My past three days have been a whirlwind. There have been bad things – challenges with the university, challenges with my VISA, and challenges with communication (many, many of these). However, there have also been good things – I love my host family, I have wonderful friends back home who want to keep in touch with me (and I with them!), and I actually do know how to speak Spanish. Not only am I able to get around, but I’m able to have meaningful conversations. I have been able to see, through the challenges that I’ve been facing, that I am able to rise to the occasion. I can figure out orientation issues! I can figure out how to find a store! I can figure out how to take the bus! I can do it! And realizing that I am capable has probably been my biggest victory so far.

And, more and more since I’ve gotten here, I am stopping to celebrate those little victories. This morning, I had a conversation about the weather and the price of bus fare with a woman at the bus stop. She understood me, and I understood her. Go me! Also this morning, I figured out how to take the bus to Starbucks. Hooray! I am a woman of valor! (that’s for you guys, Bible study.) In Columbia, none of these things would be causes for celebration. In my everyday life I would be bummed if a five minute conversation or finding my university was the crowning achievement of my day. But here, dang it, I am gonna get excited when I do something right. Because even in three days I’ve felt like a bumbling idiot more times than I care to admit.

So today, that’s the moral of my story and my lesson for myself. I’m gonna celebrate those small victories like crazy.
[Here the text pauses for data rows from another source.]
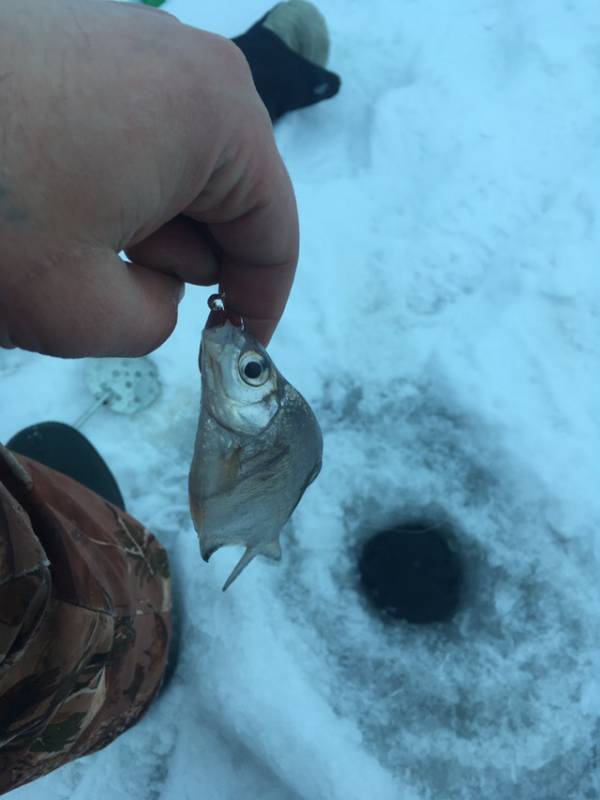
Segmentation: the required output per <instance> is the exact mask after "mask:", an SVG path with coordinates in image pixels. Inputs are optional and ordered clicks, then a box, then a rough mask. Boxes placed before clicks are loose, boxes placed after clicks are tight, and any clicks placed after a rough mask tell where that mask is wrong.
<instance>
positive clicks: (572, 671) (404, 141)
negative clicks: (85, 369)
mask: <svg viewBox="0 0 600 800" xmlns="http://www.w3.org/2000/svg"><path fill="white" fill-rule="evenodd" d="M320 7H321V9H322V11H323V12H324V14H325V16H326V18H327V20H328V23H329V26H330V30H331V36H332V51H331V59H330V65H331V67H332V69H335V70H336V71H338V72H339V73H340V74H341V76H342V79H343V86H342V90H341V92H340V94H339V96H338V97H337V98H335V99H334V100H332V101H330V102H327V103H323V104H321V105H319V106H316V107H313V108H311V109H307V110H304V111H302V112H299V113H296V114H293V115H291V116H289V117H287V118H286V119H284V120H283V121H282V122H281V124H280V125H279V126H278V127H277V140H278V143H279V146H280V149H281V152H282V155H283V157H284V159H285V161H286V163H287V165H288V168H289V171H290V174H291V176H292V179H293V182H294V185H295V188H296V192H297V196H298V203H299V210H300V218H301V231H302V253H301V260H300V267H299V271H298V277H297V281H296V284H295V288H294V291H293V294H292V297H291V300H290V303H289V306H288V309H287V311H286V314H285V317H284V319H283V321H282V323H281V325H280V327H279V329H278V331H277V333H276V336H275V338H274V340H273V343H272V345H271V348H270V350H271V353H272V355H273V358H274V360H275V362H276V363H277V365H278V367H279V368H280V370H281V371H282V372H283V374H284V375H286V377H287V378H288V379H289V380H290V381H291V382H292V383H293V384H294V385H295V386H296V387H297V388H298V389H299V390H300V391H301V392H302V393H303V394H304V395H305V396H306V397H307V399H308V400H309V401H310V402H311V404H312V405H313V407H314V409H315V411H316V413H317V415H318V417H319V419H320V421H321V425H322V428H323V432H324V437H325V455H324V467H323V471H322V473H321V476H320V478H319V479H318V480H317V482H316V483H315V484H313V486H312V487H311V488H310V489H309V491H308V492H307V494H306V495H305V497H304V499H303V501H302V502H301V504H300V506H299V507H298V509H297V511H296V513H295V514H294V517H293V520H292V522H291V523H290V525H289V527H288V529H287V530H286V531H285V533H284V535H283V536H282V540H283V550H284V555H283V560H282V562H281V563H280V564H278V565H277V564H273V563H270V562H267V561H265V560H262V559H257V560H256V561H255V562H254V563H253V564H252V565H251V567H249V568H248V570H247V571H246V572H245V573H244V575H243V576H242V577H241V578H240V579H239V580H238V581H237V582H236V583H235V584H234V586H233V587H232V588H231V589H230V590H229V591H228V592H227V593H226V594H223V593H222V592H221V586H222V584H223V581H224V579H225V577H226V576H227V574H228V573H229V571H230V570H231V568H232V566H233V565H234V563H235V562H236V561H237V559H238V558H239V556H240V552H239V551H238V550H237V549H236V548H230V549H227V550H221V551H220V552H219V553H217V554H216V555H215V556H214V557H213V559H211V562H210V564H209V565H206V564H204V562H203V561H202V560H201V559H200V554H199V550H198V542H197V539H196V535H195V533H194V531H193V528H192V525H191V522H190V518H189V514H188V510H187V494H186V493H187V488H186V479H187V472H188V468H189V463H190V458H191V453H192V447H193V439H194V434H195V426H196V422H197V415H198V402H199V389H200V385H199V375H198V370H197V350H198V343H199V337H200V332H201V328H202V325H203V321H204V317H205V313H206V297H207V295H208V292H207V291H206V290H202V289H196V288H190V289H188V293H187V295H186V298H185V300H184V302H183V304H182V308H181V314H180V321H179V324H178V327H177V329H176V331H175V333H174V334H173V336H172V337H171V339H170V340H169V341H168V342H167V343H166V344H165V345H164V346H163V347H161V348H160V349H159V350H158V351H157V352H156V353H154V355H153V359H154V361H155V363H156V364H157V366H158V368H159V370H160V374H161V378H162V381H163V391H162V395H161V398H160V400H159V401H158V402H156V403H155V405H154V406H153V407H152V408H150V409H148V410H146V411H144V412H141V413H140V414H139V415H138V416H137V417H133V418H129V419H128V418H125V417H123V416H118V415H116V414H114V413H111V412H110V411H108V410H105V409H103V410H101V411H99V412H98V413H97V414H95V415H94V416H93V417H92V418H91V419H90V421H89V422H88V423H86V425H85V427H84V432H85V433H86V434H87V435H88V436H89V438H90V439H91V440H92V442H93V443H94V444H95V445H96V446H97V447H98V449H99V450H100V452H101V453H102V455H103V456H104V457H105V459H106V460H107V461H108V463H109V464H110V465H111V467H112V468H113V470H114V472H115V474H116V477H117V479H118V481H119V483H120V485H121V487H122V489H123V492H124V495H125V497H126V501H127V504H128V509H129V510H130V511H131V512H132V513H133V514H134V515H136V516H137V517H138V518H139V519H140V520H142V521H143V522H144V523H145V524H146V525H147V526H148V527H149V528H151V529H152V530H153V531H155V532H156V533H157V534H158V535H159V537H160V538H161V539H162V540H163V541H164V542H165V544H166V545H167V546H168V548H169V551H170V553H171V554H172V562H173V571H174V576H175V584H176V592H177V598H178V601H179V602H178V606H179V608H180V616H181V628H182V631H181V635H182V642H181V653H180V659H179V663H178V666H177V670H176V673H175V675H174V678H173V680H172V682H171V684H170V686H169V687H168V688H167V689H166V691H165V692H164V693H163V695H162V696H161V697H160V699H159V700H158V701H157V702H156V704H155V705H154V707H153V708H152V709H151V710H150V712H149V713H148V714H147V716H146V717H145V718H144V719H143V720H142V721H141V722H140V723H139V724H138V725H137V726H136V727H135V728H134V729H133V730H131V731H129V732H128V733H126V734H125V735H123V736H122V737H121V738H120V739H119V740H118V741H116V742H115V743H114V744H112V745H111V746H109V747H108V748H107V749H105V750H103V751H102V752H100V753H98V754H96V755H94V756H91V757H88V758H84V759H81V760H79V761H77V762H76V763H73V764H71V765H68V766H66V767H64V768H63V769H61V770H59V771H57V772H55V773H54V774H52V775H49V776H47V777H46V778H44V779H41V780H38V781H36V782H34V783H33V784H30V785H28V786H25V787H23V788H21V789H19V790H16V791H14V792H13V793H11V794H10V800H67V798H69V800H106V798H111V800H239V798H251V799H252V800H254V798H256V800H292V799H294V800H298V798H303V800H370V799H371V798H374V799H375V800H434V799H435V800H447V799H451V800H454V799H455V798H456V799H457V800H458V799H460V800H480V798H494V800H586V799H587V798H589V799H590V800H591V799H592V798H597V797H598V796H600V764H599V763H598V757H599V755H598V752H597V750H596V742H597V741H598V737H599V735H600V651H599V648H598V642H599V641H600V589H599V586H600V581H599V576H600V537H599V532H600V500H599V498H600V494H599V492H598V473H599V469H600V455H599V453H600V378H599V375H600V344H599V341H600V338H599V331H600V278H599V272H598V253H599V252H600V227H599V220H598V209H599V208H600V104H599V102H598V96H599V91H598V90H599V87H600V17H599V16H598V6H597V2H596V0H528V2H527V3H519V2H516V1H514V0H486V1H485V2H483V0H479V1H477V2H476V0H456V1H455V2H452V3H443V2H435V1H434V0H372V2H368V3H367V2H358V0H322V2H321V3H320ZM164 8H165V9H166V10H169V11H172V12H173V13H175V14H177V15H178V16H179V17H180V18H181V19H182V20H184V21H186V22H188V23H190V24H193V25H197V26H199V27H205V28H208V29H210V30H213V31H216V32H219V33H222V34H225V35H228V36H233V35H235V34H237V33H240V32H241V31H243V30H244V29H245V28H246V27H248V26H249V25H250V24H251V23H253V22H254V21H255V20H256V19H257V18H258V17H259V16H261V15H262V14H263V13H264V12H265V11H266V10H267V8H268V6H267V7H265V5H264V4H262V3H260V2H258V0H245V2H243V3H222V2H211V0H208V2H205V3H200V2H197V0H171V1H170V2H167V4H166V5H165V6H164ZM83 370H84V364H83V363H82V362H78V361H70V362H69V361H61V360H58V359H51V358H46V357H42V356H37V355H33V354H29V353H24V352H19V351H10V352H9V351H5V352H1V353H0V404H1V408H2V414H1V416H0V439H2V440H6V439H8V438H9V437H10V436H11V435H12V434H13V433H14V432H16V431H17V430H18V429H20V428H22V427H24V426H26V425H28V424H31V423H33V422H38V421H41V420H45V419H58V420H62V421H65V422H73V421H74V420H75V419H77V417H78V416H79V415H80V414H81V413H82V412H83V411H84V410H85V409H86V407H87V405H88V404H89V396H87V395H86V390H85V386H84V382H83ZM419 513H426V514H428V515H430V516H431V515H436V516H437V517H439V518H440V519H444V520H446V521H449V522H450V523H451V524H452V525H453V526H454V527H455V530H456V540H457V541H456V544H457V547H458V549H459V551H460V552H461V554H462V556H463V558H464V562H465V571H466V586H465V591H464V596H463V600H462V606H461V609H460V612H459V613H458V614H457V615H456V617H455V618H454V619H453V621H452V622H451V623H449V624H445V625H441V624H440V625H433V626H429V627H417V626H411V625H408V624H402V623H401V624H397V625H393V626H391V625H389V624H388V625H386V624H384V623H383V622H382V621H381V620H380V619H379V618H378V617H377V616H375V615H374V614H373V613H372V612H371V610H370V609H369V607H368V606H367V604H366V603H365V601H364V599H363V597H362V596H361V594H360V592H359V591H358V572H357V552H358V551H359V550H360V546H361V544H362V543H363V542H364V541H365V538H366V537H368V536H369V534H370V533H371V532H372V531H374V530H377V529H379V528H380V527H381V526H382V525H386V524H388V523H390V522H396V521H401V520H402V519H403V518H406V517H407V516H411V515H414V514H419Z"/></svg>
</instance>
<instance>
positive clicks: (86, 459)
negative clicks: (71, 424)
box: [6, 422, 125, 511]
mask: <svg viewBox="0 0 600 800" xmlns="http://www.w3.org/2000/svg"><path fill="white" fill-rule="evenodd" d="M6 446H7V447H8V449H9V450H13V451H14V452H15V453H19V455H22V456H27V458H32V459H34V460H35V461H39V462H40V463H41V464H45V465H46V466H47V467H51V468H52V469H55V470H56V471H57V472H62V473H63V475H68V476H69V478H73V480H76V481H79V483H82V484H83V485H84V486H87V488H88V489H91V490H92V491H93V492H96V494H99V495H100V497H103V498H104V499H105V500H108V501H109V503H112V504H113V505H115V506H118V507H119V508H122V509H123V511H125V502H124V500H123V495H122V494H121V491H120V489H119V487H118V485H117V482H116V480H115V479H114V477H113V474H112V472H111V471H110V470H109V468H108V467H107V465H106V462H105V461H104V459H103V458H102V456H101V455H100V453H98V451H97V450H96V448H95V447H94V446H93V445H92V444H91V443H90V442H89V441H88V440H87V439H86V438H85V436H84V435H83V434H82V433H79V431H78V430H77V429H76V428H72V427H71V426H70V425H65V424H64V423H63V422H39V423H38V424H37V425H30V426H29V427H28V428H24V429H23V430H22V431H19V433H16V434H15V435H14V436H13V437H12V439H11V440H10V441H9V442H7V444H6Z"/></svg>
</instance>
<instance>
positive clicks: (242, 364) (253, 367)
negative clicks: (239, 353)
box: [238, 350, 271, 386]
mask: <svg viewBox="0 0 600 800" xmlns="http://www.w3.org/2000/svg"><path fill="white" fill-rule="evenodd" d="M238 369H239V372H240V375H241V378H242V380H243V381H244V382H245V383H247V384H249V385H250V386H262V385H263V384H264V383H266V382H267V380H268V379H269V375H270V372H271V370H270V369H269V362H268V360H267V359H266V358H265V357H264V356H262V355H261V354H260V353H256V352H254V351H253V350H250V351H249V352H248V353H244V354H243V355H242V356H241V357H240V360H239V364H238Z"/></svg>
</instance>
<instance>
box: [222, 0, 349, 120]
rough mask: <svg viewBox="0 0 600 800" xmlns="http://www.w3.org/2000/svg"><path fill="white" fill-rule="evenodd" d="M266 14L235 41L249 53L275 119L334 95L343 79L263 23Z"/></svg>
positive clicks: (248, 56) (266, 102)
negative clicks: (292, 48)
mask: <svg viewBox="0 0 600 800" xmlns="http://www.w3.org/2000/svg"><path fill="white" fill-rule="evenodd" d="M266 17H267V15H266V14H265V16H264V17H262V19H260V20H259V21H258V22H257V23H256V24H255V25H253V26H252V27H251V28H250V30H248V31H246V33H244V34H242V35H241V36H236V37H235V38H234V39H233V40H232V41H233V42H235V44H236V45H237V46H238V47H239V48H240V50H241V51H242V53H243V54H244V55H245V56H246V60H247V61H248V64H249V65H250V71H251V72H252V78H253V79H254V85H255V86H256V91H257V92H258V93H259V95H260V98H261V100H262V101H263V103H264V104H265V106H266V107H267V111H268V112H269V116H270V117H271V121H272V122H275V121H276V120H277V119H279V118H280V117H282V116H283V115H284V114H285V113H286V112H287V111H294V110H296V109H298V108H305V107H306V106H312V105H314V103H320V102H321V100H327V99H328V98H330V97H333V96H334V95H336V94H337V93H338V91H339V89H340V84H341V81H340V77H339V75H337V74H336V73H335V72H330V71H329V70H327V69H324V68H323V67H320V66H318V64H313V62H312V61H308V59H306V58H303V57H302V56H300V55H298V53H295V52H294V51H293V50H292V49H291V48H289V47H288V46H287V44H285V42H283V41H282V40H281V39H280V38H279V36H277V34H276V33H274V32H273V31H271V30H269V29H268V28H265V27H263V25H262V23H263V21H264V20H265V19H266Z"/></svg>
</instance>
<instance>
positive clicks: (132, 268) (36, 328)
mask: <svg viewBox="0 0 600 800" xmlns="http://www.w3.org/2000/svg"><path fill="white" fill-rule="evenodd" d="M183 286H184V284H183V283H182V282H181V281H180V280H178V279H177V278H173V277H172V276H170V275H166V274H164V273H162V272H158V271H157V270H153V269H146V268H145V267H141V266H139V265H137V264H131V263H127V262H124V261H122V260H121V259H120V258H119V257H118V256H117V255H116V254H115V253H113V252H111V251H106V250H101V249H93V250H91V251H89V250H88V251H86V252H85V253H79V254H78V255H77V257H74V256H73V255H71V254H69V255H61V256H59V257H56V256H55V257H52V258H49V259H47V263H45V264H43V265H36V267H35V268H33V269H29V270H27V269H22V270H21V271H20V272H19V275H18V277H16V278H15V276H14V275H13V280H12V285H11V286H10V287H9V291H3V292H1V293H0V321H3V323H4V328H5V330H4V332H3V336H0V339H2V338H4V339H6V338H8V340H9V341H10V342H12V344H13V345H15V346H17V347H22V348H23V349H25V350H34V351H37V352H39V353H44V354H46V355H54V356H62V357H79V356H139V355H144V354H145V353H148V352H150V351H151V350H154V349H155V348H157V347H158V346H159V345H160V344H162V343H163V342H164V341H165V339H167V338H168V337H169V335H170V334H171V332H172V331H173V328H174V327H175V324H176V322H177V306H178V303H179V300H180V299H181V296H182V294H183V292H182V290H183ZM7 297H10V305H8V304H7V307H4V302H3V299H2V298H7ZM0 327H2V324H1V323H0Z"/></svg>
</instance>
And hopefully, if you want to, you can take a minute to do the same.





Goodbye y Hola

In just a few short days that seem to be flying by, I’ll be leaving the United States to study at the University of Costa Rica in San Jose, Costa Rica for almost five months.

I’ve been preparing for this for quite some time, but it still seems crazy that I’m about to begin an adventure that, so far, has only existed in the abstract.

Last summer I kept a blog while I was in Boston working for NAMB. It was a fun and easy way for me to share the highlights of my experience with anyone who cared to read. I want this blog to be a similar resource for anyone interested in what I’m doing in Costa Rica.

I have a few goals for my time there:

  1. Get better at Spanish. I can speak it now, but not quickly. Hopefully that can change.
  2. Pass my classes – which will all be in Spanish, so that’ll be somewhat of a challenge.
  3. Learn about Central American, specifically Costa Rican, missions.  I’m hoping to volunteer with some missionaries while I am there, and I’d like to sit down with a number of ministry workers and find out more about their lives and their work.
  4. Spend lots of quality time with Jesus. Being abroad will give me a great opportunity to slow down from my normal schedule, evaluate my life, and get to know my Lord a little better.

I have two main goals for this blog, too:

  1. Honestly share my experiences – the good and the bad.
  2. Hopefully, point people to Christ with the experiences I have and the way I relay them here.

That’s pretty much it for now. As always, thanks for reading, and prayers are always much appreciated.